CHICAGO (AP) — Young adults who scored high on a test of their hostility levels were 2.5 times more likely to have signs of heart disease 10 years later than those who were rated average or below, a study found.

The study was published in Wednesday's Journal of the American Medical Association.

Researchers studied 374 people — a nearly equal mix of men and women, blacks and whites — who were 18 to 30 in 1985. They were given a 50-question test that asked them to respond to true or false statements such as ``I have at times had to be rough with people who were rude to me'' and ``No one cares much what happens to you.''

Ten years later, they underwent a heart scan to measure calcium deposits in the arteries, which are an indicator of heart disease.

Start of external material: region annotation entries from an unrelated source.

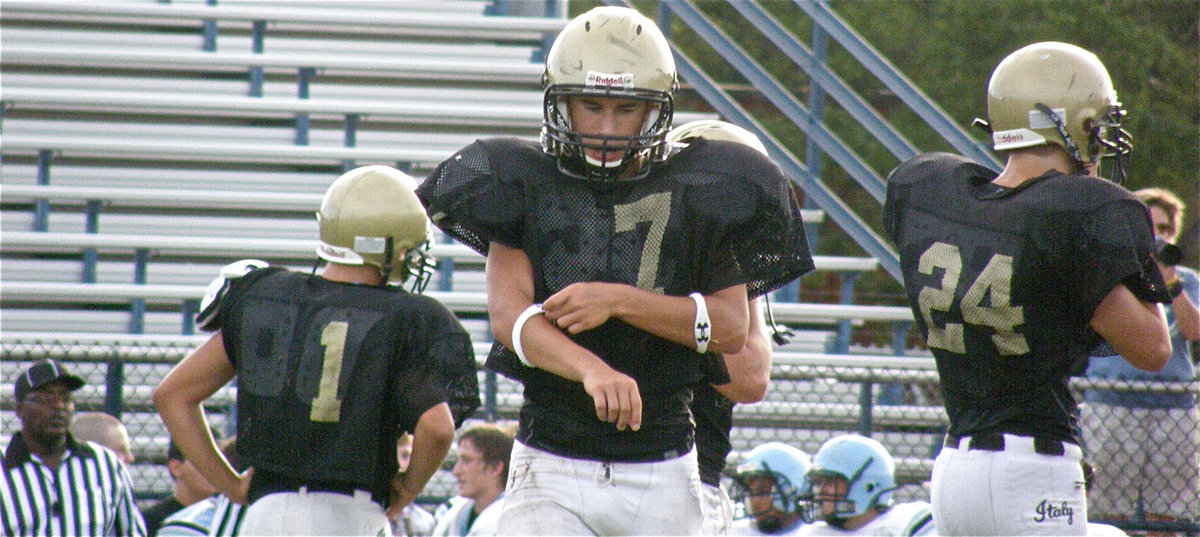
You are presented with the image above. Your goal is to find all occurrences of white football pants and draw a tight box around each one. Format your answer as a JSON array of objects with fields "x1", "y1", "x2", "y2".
[
  {"x1": 930, "y1": 434, "x2": 1087, "y2": 536},
  {"x1": 499, "y1": 442, "x2": 701, "y2": 536}
]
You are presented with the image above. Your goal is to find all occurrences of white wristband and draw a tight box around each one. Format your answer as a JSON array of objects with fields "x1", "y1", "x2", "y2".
[
  {"x1": 512, "y1": 304, "x2": 545, "y2": 367},
  {"x1": 688, "y1": 292, "x2": 713, "y2": 354}
]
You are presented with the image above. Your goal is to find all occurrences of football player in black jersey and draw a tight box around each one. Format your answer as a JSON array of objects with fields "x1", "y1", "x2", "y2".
[
  {"x1": 418, "y1": 7, "x2": 812, "y2": 535},
  {"x1": 884, "y1": 42, "x2": 1171, "y2": 535},
  {"x1": 154, "y1": 165, "x2": 480, "y2": 535},
  {"x1": 667, "y1": 120, "x2": 770, "y2": 535}
]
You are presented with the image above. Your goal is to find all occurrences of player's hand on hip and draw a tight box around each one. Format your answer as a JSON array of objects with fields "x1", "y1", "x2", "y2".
[
  {"x1": 541, "y1": 282, "x2": 619, "y2": 334},
  {"x1": 229, "y1": 467, "x2": 254, "y2": 506},
  {"x1": 583, "y1": 367, "x2": 642, "y2": 430},
  {"x1": 388, "y1": 472, "x2": 420, "y2": 520}
]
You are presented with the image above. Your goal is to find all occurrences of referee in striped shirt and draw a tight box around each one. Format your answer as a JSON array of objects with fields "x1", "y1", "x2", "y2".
[{"x1": 0, "y1": 360, "x2": 146, "y2": 536}]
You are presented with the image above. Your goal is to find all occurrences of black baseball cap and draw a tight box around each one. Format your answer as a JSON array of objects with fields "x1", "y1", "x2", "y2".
[{"x1": 13, "y1": 360, "x2": 84, "y2": 403}]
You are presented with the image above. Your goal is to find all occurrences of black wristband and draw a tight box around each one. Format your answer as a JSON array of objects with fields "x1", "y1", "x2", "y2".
[{"x1": 1166, "y1": 279, "x2": 1183, "y2": 300}]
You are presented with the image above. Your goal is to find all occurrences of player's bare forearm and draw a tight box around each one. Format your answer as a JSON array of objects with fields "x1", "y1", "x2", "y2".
[
  {"x1": 542, "y1": 282, "x2": 749, "y2": 352},
  {"x1": 388, "y1": 403, "x2": 454, "y2": 518},
  {"x1": 154, "y1": 333, "x2": 250, "y2": 503},
  {"x1": 486, "y1": 242, "x2": 642, "y2": 430},
  {"x1": 1091, "y1": 284, "x2": 1171, "y2": 372},
  {"x1": 1171, "y1": 285, "x2": 1200, "y2": 342},
  {"x1": 714, "y1": 298, "x2": 770, "y2": 403},
  {"x1": 486, "y1": 242, "x2": 607, "y2": 382}
]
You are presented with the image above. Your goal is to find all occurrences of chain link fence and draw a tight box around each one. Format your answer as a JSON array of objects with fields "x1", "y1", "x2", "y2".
[{"x1": 0, "y1": 334, "x2": 1200, "y2": 535}]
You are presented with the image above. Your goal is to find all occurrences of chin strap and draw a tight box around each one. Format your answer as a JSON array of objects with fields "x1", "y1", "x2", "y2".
[{"x1": 1033, "y1": 103, "x2": 1087, "y2": 174}]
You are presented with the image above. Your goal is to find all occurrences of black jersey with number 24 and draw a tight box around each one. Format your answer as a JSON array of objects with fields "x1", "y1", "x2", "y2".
[{"x1": 884, "y1": 153, "x2": 1163, "y2": 444}]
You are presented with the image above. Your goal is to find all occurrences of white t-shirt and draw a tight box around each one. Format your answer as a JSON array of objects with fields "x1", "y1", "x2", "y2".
[
  {"x1": 796, "y1": 501, "x2": 937, "y2": 537},
  {"x1": 433, "y1": 494, "x2": 504, "y2": 537}
]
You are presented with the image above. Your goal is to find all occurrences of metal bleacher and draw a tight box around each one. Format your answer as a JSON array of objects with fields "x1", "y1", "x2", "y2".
[{"x1": 0, "y1": 0, "x2": 944, "y2": 508}]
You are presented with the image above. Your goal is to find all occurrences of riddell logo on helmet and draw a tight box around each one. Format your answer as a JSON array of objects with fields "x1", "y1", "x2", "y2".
[
  {"x1": 991, "y1": 128, "x2": 1046, "y2": 149},
  {"x1": 996, "y1": 132, "x2": 1025, "y2": 144},
  {"x1": 587, "y1": 71, "x2": 634, "y2": 88}
]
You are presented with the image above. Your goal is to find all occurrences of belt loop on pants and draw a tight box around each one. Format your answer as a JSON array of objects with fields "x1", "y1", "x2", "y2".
[{"x1": 942, "y1": 433, "x2": 1074, "y2": 455}]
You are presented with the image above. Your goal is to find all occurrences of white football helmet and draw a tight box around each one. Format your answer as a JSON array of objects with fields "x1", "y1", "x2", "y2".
[
  {"x1": 988, "y1": 42, "x2": 1133, "y2": 182},
  {"x1": 541, "y1": 7, "x2": 678, "y2": 181},
  {"x1": 317, "y1": 165, "x2": 433, "y2": 291},
  {"x1": 808, "y1": 434, "x2": 896, "y2": 526},
  {"x1": 730, "y1": 442, "x2": 811, "y2": 533}
]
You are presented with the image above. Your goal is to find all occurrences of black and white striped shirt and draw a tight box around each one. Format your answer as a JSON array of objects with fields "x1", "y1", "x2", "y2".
[{"x1": 0, "y1": 433, "x2": 146, "y2": 537}]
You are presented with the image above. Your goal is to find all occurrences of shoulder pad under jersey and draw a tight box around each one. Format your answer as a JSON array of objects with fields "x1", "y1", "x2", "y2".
[{"x1": 196, "y1": 259, "x2": 270, "y2": 331}]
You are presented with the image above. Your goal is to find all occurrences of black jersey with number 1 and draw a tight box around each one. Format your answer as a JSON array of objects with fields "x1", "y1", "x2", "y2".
[
  {"x1": 418, "y1": 139, "x2": 812, "y2": 460},
  {"x1": 206, "y1": 267, "x2": 480, "y2": 499},
  {"x1": 884, "y1": 153, "x2": 1164, "y2": 444}
]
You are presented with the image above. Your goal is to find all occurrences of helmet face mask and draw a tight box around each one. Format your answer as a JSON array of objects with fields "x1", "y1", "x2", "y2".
[
  {"x1": 541, "y1": 7, "x2": 678, "y2": 181},
  {"x1": 988, "y1": 42, "x2": 1133, "y2": 182},
  {"x1": 317, "y1": 165, "x2": 432, "y2": 287}
]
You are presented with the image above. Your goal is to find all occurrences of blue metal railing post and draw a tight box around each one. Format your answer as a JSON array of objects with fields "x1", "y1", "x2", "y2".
[
  {"x1": 201, "y1": 0, "x2": 217, "y2": 53},
  {"x1": 79, "y1": 199, "x2": 102, "y2": 283},
  {"x1": 295, "y1": 67, "x2": 317, "y2": 145},
  {"x1": 34, "y1": 149, "x2": 54, "y2": 231},
  {"x1": 342, "y1": 114, "x2": 361, "y2": 171},
  {"x1": 793, "y1": 0, "x2": 1001, "y2": 170},
  {"x1": 838, "y1": 272, "x2": 858, "y2": 354},
  {"x1": 250, "y1": 20, "x2": 266, "y2": 97}
]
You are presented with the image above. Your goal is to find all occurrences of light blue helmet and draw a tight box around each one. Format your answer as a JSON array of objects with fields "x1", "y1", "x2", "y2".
[
  {"x1": 731, "y1": 442, "x2": 812, "y2": 533},
  {"x1": 808, "y1": 434, "x2": 896, "y2": 524}
]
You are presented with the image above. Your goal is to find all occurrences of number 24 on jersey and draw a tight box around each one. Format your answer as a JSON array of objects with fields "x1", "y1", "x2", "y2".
[{"x1": 917, "y1": 242, "x2": 1030, "y2": 356}]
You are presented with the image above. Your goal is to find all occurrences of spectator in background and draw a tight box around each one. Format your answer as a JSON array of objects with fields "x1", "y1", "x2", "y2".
[
  {"x1": 433, "y1": 423, "x2": 512, "y2": 537},
  {"x1": 0, "y1": 360, "x2": 146, "y2": 536},
  {"x1": 391, "y1": 433, "x2": 434, "y2": 537},
  {"x1": 71, "y1": 412, "x2": 133, "y2": 466},
  {"x1": 796, "y1": 434, "x2": 937, "y2": 537},
  {"x1": 1080, "y1": 188, "x2": 1200, "y2": 527},
  {"x1": 143, "y1": 427, "x2": 221, "y2": 537},
  {"x1": 730, "y1": 442, "x2": 811, "y2": 536},
  {"x1": 157, "y1": 438, "x2": 246, "y2": 537}
]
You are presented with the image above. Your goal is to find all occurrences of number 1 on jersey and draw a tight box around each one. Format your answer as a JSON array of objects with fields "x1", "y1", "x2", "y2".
[
  {"x1": 308, "y1": 322, "x2": 349, "y2": 422},
  {"x1": 917, "y1": 242, "x2": 1030, "y2": 356}
]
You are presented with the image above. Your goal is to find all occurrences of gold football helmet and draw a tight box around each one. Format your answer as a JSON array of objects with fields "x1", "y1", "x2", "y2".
[
  {"x1": 667, "y1": 120, "x2": 767, "y2": 155},
  {"x1": 988, "y1": 42, "x2": 1133, "y2": 180},
  {"x1": 541, "y1": 7, "x2": 678, "y2": 181},
  {"x1": 317, "y1": 165, "x2": 432, "y2": 290}
]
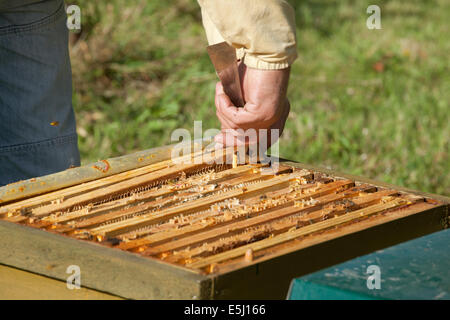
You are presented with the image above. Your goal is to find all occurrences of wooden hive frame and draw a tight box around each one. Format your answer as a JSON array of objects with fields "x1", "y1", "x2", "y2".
[{"x1": 0, "y1": 143, "x2": 450, "y2": 299}]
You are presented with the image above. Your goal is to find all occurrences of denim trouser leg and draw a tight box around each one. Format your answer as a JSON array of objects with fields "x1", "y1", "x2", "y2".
[{"x1": 0, "y1": 0, "x2": 80, "y2": 186}]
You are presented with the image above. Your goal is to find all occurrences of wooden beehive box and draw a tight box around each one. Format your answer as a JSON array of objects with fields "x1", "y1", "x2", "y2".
[{"x1": 0, "y1": 144, "x2": 450, "y2": 299}]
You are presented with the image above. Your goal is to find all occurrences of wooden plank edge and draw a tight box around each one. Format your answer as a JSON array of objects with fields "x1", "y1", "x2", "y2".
[{"x1": 280, "y1": 158, "x2": 450, "y2": 202}]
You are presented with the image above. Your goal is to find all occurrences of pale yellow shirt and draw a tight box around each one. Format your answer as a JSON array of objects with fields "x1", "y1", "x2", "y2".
[{"x1": 197, "y1": 0, "x2": 297, "y2": 69}]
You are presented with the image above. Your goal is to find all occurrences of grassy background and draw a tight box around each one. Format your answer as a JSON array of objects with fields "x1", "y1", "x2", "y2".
[{"x1": 69, "y1": 0, "x2": 450, "y2": 195}]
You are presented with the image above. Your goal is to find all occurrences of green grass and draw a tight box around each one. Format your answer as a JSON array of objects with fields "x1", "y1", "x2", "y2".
[{"x1": 71, "y1": 0, "x2": 450, "y2": 195}]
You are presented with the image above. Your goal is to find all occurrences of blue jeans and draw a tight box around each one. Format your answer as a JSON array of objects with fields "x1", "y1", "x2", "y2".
[{"x1": 0, "y1": 0, "x2": 80, "y2": 186}]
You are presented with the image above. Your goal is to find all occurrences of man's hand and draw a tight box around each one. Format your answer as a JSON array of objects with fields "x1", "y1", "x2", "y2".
[{"x1": 215, "y1": 63, "x2": 290, "y2": 146}]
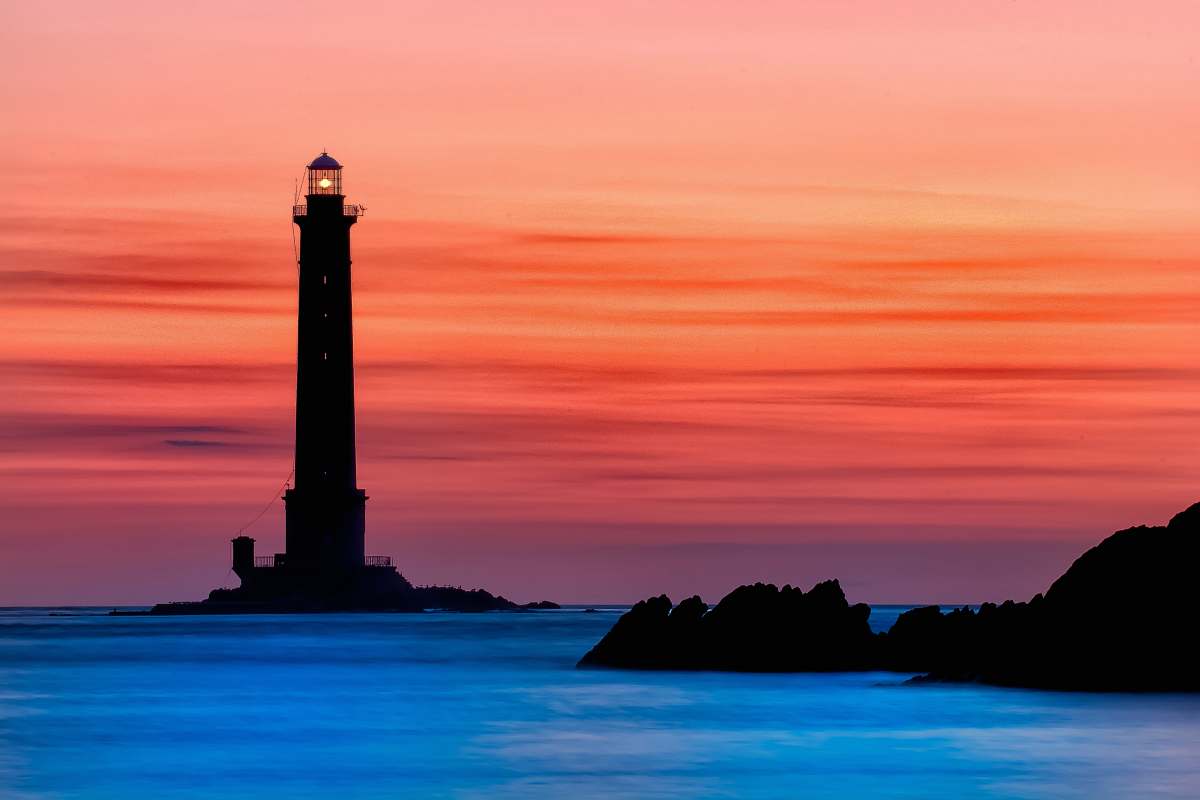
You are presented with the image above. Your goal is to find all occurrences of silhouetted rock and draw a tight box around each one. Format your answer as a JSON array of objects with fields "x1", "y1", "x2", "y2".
[
  {"x1": 580, "y1": 504, "x2": 1200, "y2": 691},
  {"x1": 580, "y1": 581, "x2": 876, "y2": 672},
  {"x1": 142, "y1": 570, "x2": 549, "y2": 614},
  {"x1": 521, "y1": 600, "x2": 562, "y2": 612}
]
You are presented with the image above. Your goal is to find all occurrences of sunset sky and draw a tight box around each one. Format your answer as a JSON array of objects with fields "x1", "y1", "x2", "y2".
[{"x1": 0, "y1": 0, "x2": 1200, "y2": 604}]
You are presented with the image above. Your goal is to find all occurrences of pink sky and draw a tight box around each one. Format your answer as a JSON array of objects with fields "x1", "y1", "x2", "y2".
[{"x1": 0, "y1": 1, "x2": 1200, "y2": 604}]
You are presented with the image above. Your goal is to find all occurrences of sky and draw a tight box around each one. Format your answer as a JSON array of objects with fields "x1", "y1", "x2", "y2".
[{"x1": 0, "y1": 0, "x2": 1200, "y2": 604}]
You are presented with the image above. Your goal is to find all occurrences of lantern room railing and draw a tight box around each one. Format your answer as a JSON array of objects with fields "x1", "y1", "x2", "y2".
[
  {"x1": 292, "y1": 205, "x2": 367, "y2": 217},
  {"x1": 254, "y1": 553, "x2": 391, "y2": 570}
]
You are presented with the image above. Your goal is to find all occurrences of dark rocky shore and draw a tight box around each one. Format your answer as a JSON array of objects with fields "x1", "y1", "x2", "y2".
[
  {"x1": 580, "y1": 504, "x2": 1200, "y2": 692},
  {"x1": 123, "y1": 571, "x2": 559, "y2": 615}
]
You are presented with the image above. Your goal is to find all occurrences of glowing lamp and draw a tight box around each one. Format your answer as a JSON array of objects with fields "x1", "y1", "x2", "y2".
[{"x1": 308, "y1": 152, "x2": 342, "y2": 194}]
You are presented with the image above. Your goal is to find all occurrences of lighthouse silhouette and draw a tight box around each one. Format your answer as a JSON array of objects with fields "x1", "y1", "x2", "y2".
[
  {"x1": 140, "y1": 152, "x2": 553, "y2": 614},
  {"x1": 283, "y1": 152, "x2": 367, "y2": 570}
]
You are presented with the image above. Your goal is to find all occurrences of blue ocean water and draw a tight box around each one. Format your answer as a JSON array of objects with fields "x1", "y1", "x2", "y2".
[{"x1": 0, "y1": 608, "x2": 1200, "y2": 800}]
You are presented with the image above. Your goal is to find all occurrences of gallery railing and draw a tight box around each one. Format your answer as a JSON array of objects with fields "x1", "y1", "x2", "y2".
[
  {"x1": 292, "y1": 205, "x2": 367, "y2": 217},
  {"x1": 254, "y1": 553, "x2": 391, "y2": 570}
]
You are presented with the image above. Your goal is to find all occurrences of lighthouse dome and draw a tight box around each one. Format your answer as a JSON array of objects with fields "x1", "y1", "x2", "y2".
[{"x1": 308, "y1": 152, "x2": 342, "y2": 169}]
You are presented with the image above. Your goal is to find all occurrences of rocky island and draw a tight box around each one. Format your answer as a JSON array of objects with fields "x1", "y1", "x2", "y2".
[{"x1": 580, "y1": 496, "x2": 1200, "y2": 692}]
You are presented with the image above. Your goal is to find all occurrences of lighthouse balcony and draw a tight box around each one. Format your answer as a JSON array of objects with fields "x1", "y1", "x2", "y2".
[
  {"x1": 292, "y1": 205, "x2": 366, "y2": 218},
  {"x1": 254, "y1": 553, "x2": 392, "y2": 570}
]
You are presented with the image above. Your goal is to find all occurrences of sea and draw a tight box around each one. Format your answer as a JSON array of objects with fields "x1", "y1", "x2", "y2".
[{"x1": 0, "y1": 607, "x2": 1200, "y2": 800}]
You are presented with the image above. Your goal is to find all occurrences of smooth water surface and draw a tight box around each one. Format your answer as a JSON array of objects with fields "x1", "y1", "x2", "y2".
[{"x1": 0, "y1": 609, "x2": 1200, "y2": 800}]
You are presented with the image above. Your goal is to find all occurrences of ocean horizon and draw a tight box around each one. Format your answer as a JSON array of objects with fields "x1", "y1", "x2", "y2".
[{"x1": 0, "y1": 604, "x2": 1200, "y2": 800}]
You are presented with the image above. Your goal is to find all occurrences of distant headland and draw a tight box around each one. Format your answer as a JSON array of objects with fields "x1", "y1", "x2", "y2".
[{"x1": 580, "y1": 503, "x2": 1200, "y2": 692}]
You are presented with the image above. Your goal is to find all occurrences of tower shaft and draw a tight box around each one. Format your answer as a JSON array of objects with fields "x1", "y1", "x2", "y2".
[{"x1": 284, "y1": 194, "x2": 366, "y2": 569}]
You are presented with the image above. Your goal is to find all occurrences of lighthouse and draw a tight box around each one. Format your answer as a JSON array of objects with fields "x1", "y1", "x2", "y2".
[
  {"x1": 142, "y1": 152, "x2": 554, "y2": 614},
  {"x1": 283, "y1": 152, "x2": 367, "y2": 570}
]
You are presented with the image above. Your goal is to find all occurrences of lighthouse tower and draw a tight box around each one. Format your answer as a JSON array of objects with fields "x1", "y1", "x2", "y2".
[{"x1": 278, "y1": 152, "x2": 367, "y2": 572}]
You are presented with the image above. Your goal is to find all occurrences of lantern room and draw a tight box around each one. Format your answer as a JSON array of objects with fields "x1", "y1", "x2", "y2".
[{"x1": 308, "y1": 152, "x2": 342, "y2": 194}]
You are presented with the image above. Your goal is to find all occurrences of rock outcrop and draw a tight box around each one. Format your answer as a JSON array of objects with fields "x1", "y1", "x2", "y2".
[
  {"x1": 580, "y1": 581, "x2": 876, "y2": 672},
  {"x1": 580, "y1": 504, "x2": 1200, "y2": 691}
]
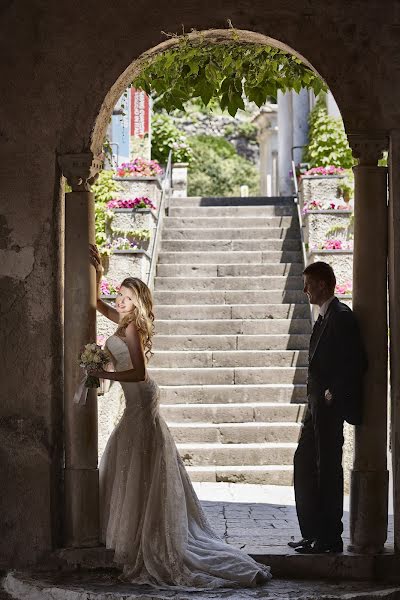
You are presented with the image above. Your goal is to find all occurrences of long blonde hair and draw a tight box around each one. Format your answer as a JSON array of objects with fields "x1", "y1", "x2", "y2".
[{"x1": 116, "y1": 277, "x2": 154, "y2": 360}]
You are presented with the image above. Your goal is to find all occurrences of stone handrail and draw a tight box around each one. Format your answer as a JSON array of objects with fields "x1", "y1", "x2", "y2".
[
  {"x1": 292, "y1": 160, "x2": 314, "y2": 325},
  {"x1": 147, "y1": 151, "x2": 172, "y2": 291}
]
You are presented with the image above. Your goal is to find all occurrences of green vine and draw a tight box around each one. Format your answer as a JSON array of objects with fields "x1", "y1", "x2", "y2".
[
  {"x1": 132, "y1": 30, "x2": 327, "y2": 116},
  {"x1": 303, "y1": 94, "x2": 355, "y2": 169},
  {"x1": 92, "y1": 170, "x2": 121, "y2": 255},
  {"x1": 111, "y1": 226, "x2": 150, "y2": 242}
]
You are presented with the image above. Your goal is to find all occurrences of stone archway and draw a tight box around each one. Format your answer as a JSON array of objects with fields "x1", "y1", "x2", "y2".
[{"x1": 60, "y1": 30, "x2": 388, "y2": 553}]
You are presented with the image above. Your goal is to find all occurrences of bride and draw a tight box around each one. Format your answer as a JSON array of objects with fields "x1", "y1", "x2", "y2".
[{"x1": 90, "y1": 246, "x2": 271, "y2": 589}]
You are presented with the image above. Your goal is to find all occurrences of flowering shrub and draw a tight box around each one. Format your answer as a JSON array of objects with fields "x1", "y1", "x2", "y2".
[
  {"x1": 303, "y1": 165, "x2": 344, "y2": 177},
  {"x1": 303, "y1": 200, "x2": 351, "y2": 215},
  {"x1": 100, "y1": 277, "x2": 119, "y2": 296},
  {"x1": 106, "y1": 237, "x2": 138, "y2": 252},
  {"x1": 117, "y1": 158, "x2": 162, "y2": 177},
  {"x1": 316, "y1": 238, "x2": 353, "y2": 250},
  {"x1": 107, "y1": 196, "x2": 157, "y2": 210},
  {"x1": 335, "y1": 281, "x2": 353, "y2": 296}
]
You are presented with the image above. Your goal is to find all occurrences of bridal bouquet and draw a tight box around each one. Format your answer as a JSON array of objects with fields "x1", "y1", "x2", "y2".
[{"x1": 79, "y1": 343, "x2": 111, "y2": 388}]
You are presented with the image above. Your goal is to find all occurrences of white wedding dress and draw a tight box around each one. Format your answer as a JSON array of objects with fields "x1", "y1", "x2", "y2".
[{"x1": 100, "y1": 335, "x2": 271, "y2": 589}]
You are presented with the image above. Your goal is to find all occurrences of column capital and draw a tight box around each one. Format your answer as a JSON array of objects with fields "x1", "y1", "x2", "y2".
[
  {"x1": 58, "y1": 152, "x2": 103, "y2": 192},
  {"x1": 347, "y1": 131, "x2": 389, "y2": 166}
]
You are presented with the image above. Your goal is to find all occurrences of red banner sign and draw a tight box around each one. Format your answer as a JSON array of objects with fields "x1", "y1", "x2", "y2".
[{"x1": 131, "y1": 88, "x2": 150, "y2": 138}]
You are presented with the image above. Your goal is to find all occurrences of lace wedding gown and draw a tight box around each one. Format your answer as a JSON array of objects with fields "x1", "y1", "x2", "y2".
[{"x1": 100, "y1": 335, "x2": 271, "y2": 589}]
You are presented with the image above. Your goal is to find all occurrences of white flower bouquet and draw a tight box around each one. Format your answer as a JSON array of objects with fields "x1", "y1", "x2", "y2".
[{"x1": 79, "y1": 343, "x2": 111, "y2": 388}]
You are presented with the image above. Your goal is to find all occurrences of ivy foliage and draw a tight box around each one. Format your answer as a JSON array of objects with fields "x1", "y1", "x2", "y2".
[
  {"x1": 303, "y1": 94, "x2": 355, "y2": 169},
  {"x1": 188, "y1": 135, "x2": 259, "y2": 196},
  {"x1": 132, "y1": 38, "x2": 326, "y2": 116},
  {"x1": 151, "y1": 113, "x2": 192, "y2": 165}
]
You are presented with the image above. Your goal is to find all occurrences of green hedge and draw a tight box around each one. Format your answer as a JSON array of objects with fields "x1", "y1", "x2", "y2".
[{"x1": 188, "y1": 135, "x2": 259, "y2": 196}]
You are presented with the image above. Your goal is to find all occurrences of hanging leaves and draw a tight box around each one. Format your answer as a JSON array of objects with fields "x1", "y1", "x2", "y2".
[{"x1": 132, "y1": 37, "x2": 327, "y2": 116}]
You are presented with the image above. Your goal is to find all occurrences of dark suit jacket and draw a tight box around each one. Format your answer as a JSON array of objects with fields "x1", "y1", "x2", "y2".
[{"x1": 307, "y1": 298, "x2": 367, "y2": 425}]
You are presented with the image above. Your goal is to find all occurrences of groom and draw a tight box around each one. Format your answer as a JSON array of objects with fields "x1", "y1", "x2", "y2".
[{"x1": 289, "y1": 262, "x2": 366, "y2": 554}]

Seventeen percent of those who scored above average on the hostility test showed calcification, compared with 9 percent in the below-average group.

Researchers put the risk at 2.5 times higher for the high-hostility group after adjusting for the other factors.

The study was led by Dr. Carlos Iribarren of the Kaiser Permanente Medical Care Program of Oakland, Calif.

He said one reason for the difference could be that hostile people release more stress hormones that raise blood pressure and can lead to heart disease.

He said the next step is to find out if lowering someone's hostility level will stem the progression of heart disease.

Earlier this month, a study published in Circulation, the journal of the American Heart Association, found that people who are highly anger-prone are nearly three times more likely to have a heart attack.

That link held true even after risk factors such as smoking and obesity were taken into account.